Tony Yeung

Date of Award


Degree Type

Closed Thesis

Degree Name

Master of Science (MS)


Computer Science

First Advisor

Dr. Rajshekhar Sunderraman - Chair

Second Advisor

Dr. Yanqing Zhang

Third Advisor

Dr. Anu G. Bourgeois


In recent years, the field of bioinformatics has exploded in a scale that is unprecedented. The amount of data generated from different genome projects demands a new and efficient way of information storage and retrieval. The analysis and management of the protein structure information has become one of the main focuses. It is well-known that a protein’s functions differ depending on its structure’s position in 3-dimensional space. Due to the fact that protein structures are exceedingly large, complex, and multi-dimensional, there is a need for a data model that can fulfill the requirements of storing protein structures in accordance to its spatial arrangement and topological relationships and, at the same time, provide tools to analyze the information stored. With the emergence of spatial database, first used in the field of Geographical Information Systems, the data model for protein structure could be based on the geographic model, as they share several similar uncanny traits. The geometry of proteins can be modeled using the spatial types provided in a spatial database. In a similar way, special geometry queries used for geographical analysis can also be used to provide information for analysis on the structure of the proteins.

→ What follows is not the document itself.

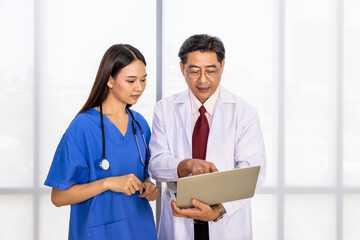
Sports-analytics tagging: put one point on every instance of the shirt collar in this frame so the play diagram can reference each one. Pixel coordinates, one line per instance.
(209, 103)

This thesis will explore the mechanics of extracting structural information for a protein from a flat file (PDB), storing that information into a spatial data model based on a spatial data model, and making analysis using geometric operators provided by the spatial database. The database used is Oracle 9i. Most features are provided by the Oracle Spatial package. Queries using the ideas aforementioned will be demonstrated.